Fires had not yet cleared the giant hemlock forests, as they have to-day along the Cariboo Trail, and prospectors found their way through a chartless sea of windfall—hemlocks criss-crossed the height of a house with branches interlaced like wire. Cataracts fell over lofty ledges in wind-blown spray. Spanish moss, grey-green and feathery, hung from branch to branch of the huge Douglas firs. Sometimes the trail would lead for miles round the edge of some precipices beyond which could be glimpsed the eternal snows. Sometimes an avalanche slid over a slope with the distant appearance of a great white waterfall and the echo of muffled thunder. Where the mountain was swept as by a mighty besom, the pack-train kept an anxious eye on the snow amid the valleys of the upper peaks; for, in an instant, the snowslide might come over the edge of the upper valley to sweep down the slope, carrying away forests, rocks, trail, pack-train and all. The story is told of one slide seen by the guide at the head of a long pack-train. He had judged it to be ten miles away; but out from the upper valley it came coiling like a long white snake, and before he could turn, it had caught him. In a slide death was almost certain, from suffocation if not from the crush of falling trees and rocks. Miners have been taken from their cabins dead in the trail of a snowslide that swept the shack to the bottom of the valley without so much as a hair of their heads being injured. Though the logs were twisted and warped, the dead bodies were not even bruised.

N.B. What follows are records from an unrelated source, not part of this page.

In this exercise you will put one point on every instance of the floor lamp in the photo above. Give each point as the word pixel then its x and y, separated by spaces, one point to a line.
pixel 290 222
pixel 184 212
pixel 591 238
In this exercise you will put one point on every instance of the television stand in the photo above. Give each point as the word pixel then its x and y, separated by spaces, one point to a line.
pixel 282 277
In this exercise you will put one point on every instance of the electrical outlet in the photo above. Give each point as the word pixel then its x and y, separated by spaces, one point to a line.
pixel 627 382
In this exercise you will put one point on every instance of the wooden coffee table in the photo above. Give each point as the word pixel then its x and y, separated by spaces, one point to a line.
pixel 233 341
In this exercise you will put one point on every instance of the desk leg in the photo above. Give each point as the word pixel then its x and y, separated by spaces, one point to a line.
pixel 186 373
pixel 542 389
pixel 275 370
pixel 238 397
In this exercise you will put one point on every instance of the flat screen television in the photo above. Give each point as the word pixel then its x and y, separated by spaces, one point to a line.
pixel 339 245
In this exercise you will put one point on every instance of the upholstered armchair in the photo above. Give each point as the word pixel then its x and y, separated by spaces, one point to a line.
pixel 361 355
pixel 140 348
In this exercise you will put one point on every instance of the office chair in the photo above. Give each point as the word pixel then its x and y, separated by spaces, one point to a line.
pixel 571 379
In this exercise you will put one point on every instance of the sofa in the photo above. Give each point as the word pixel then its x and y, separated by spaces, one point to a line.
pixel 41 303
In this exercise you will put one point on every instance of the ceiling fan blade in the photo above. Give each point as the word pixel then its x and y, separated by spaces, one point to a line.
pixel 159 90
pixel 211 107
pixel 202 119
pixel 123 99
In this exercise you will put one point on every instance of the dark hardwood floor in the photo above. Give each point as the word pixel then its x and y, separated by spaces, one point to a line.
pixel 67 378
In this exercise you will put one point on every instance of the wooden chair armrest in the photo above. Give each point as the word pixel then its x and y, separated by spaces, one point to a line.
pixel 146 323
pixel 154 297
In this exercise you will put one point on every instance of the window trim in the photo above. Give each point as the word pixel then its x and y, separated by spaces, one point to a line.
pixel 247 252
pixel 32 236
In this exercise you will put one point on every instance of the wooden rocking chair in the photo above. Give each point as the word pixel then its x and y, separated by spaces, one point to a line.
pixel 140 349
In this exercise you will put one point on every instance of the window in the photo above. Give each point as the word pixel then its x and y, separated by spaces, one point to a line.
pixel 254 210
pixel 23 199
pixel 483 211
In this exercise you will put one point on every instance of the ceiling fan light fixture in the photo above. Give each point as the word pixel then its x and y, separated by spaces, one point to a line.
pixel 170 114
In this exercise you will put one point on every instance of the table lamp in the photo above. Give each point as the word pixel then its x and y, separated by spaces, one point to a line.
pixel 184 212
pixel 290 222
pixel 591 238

When a hushed whisper came through the trees, travellers looked for some waterfall. At midday, when the thaw was at its full, all the mountain torrents became vocal with the glee of disimprisoned life running a race of gladness to the sea. The sun sets early in the mountains with a gradual hushing of the voice of glad waters and a red glow as of wine on the encircling peaks. Camp for the night was always near water for the horses; and every star was etched in replica in river or lake. Sunrise steals in silence among the mountain peaks. There is none of that stir of song and vague rustling of animal life such as are heard at lower levels. Nor does the light gradually rise above the eastern horizon. The walled peaks cut off the skyline in mid-heaven. The stars pale. Trees and crags are mirrored in the lake so clearly that one can barely tell which is real and which is reflection. Then the water-lines shorten and the rocks emerge from the belts and wisps of mist; and all the sunset colours of the night before repeat themselves across the changing scene. As you look, the clouds lift. The cook shouts 'breakfast!' And it is another day.
Such was the trail and the life of the prospector who beat his way by pack-train and canoe up the canyons of the Fraser to learn whence came the wash of gold flake and nugget which he found in the sand-bars below.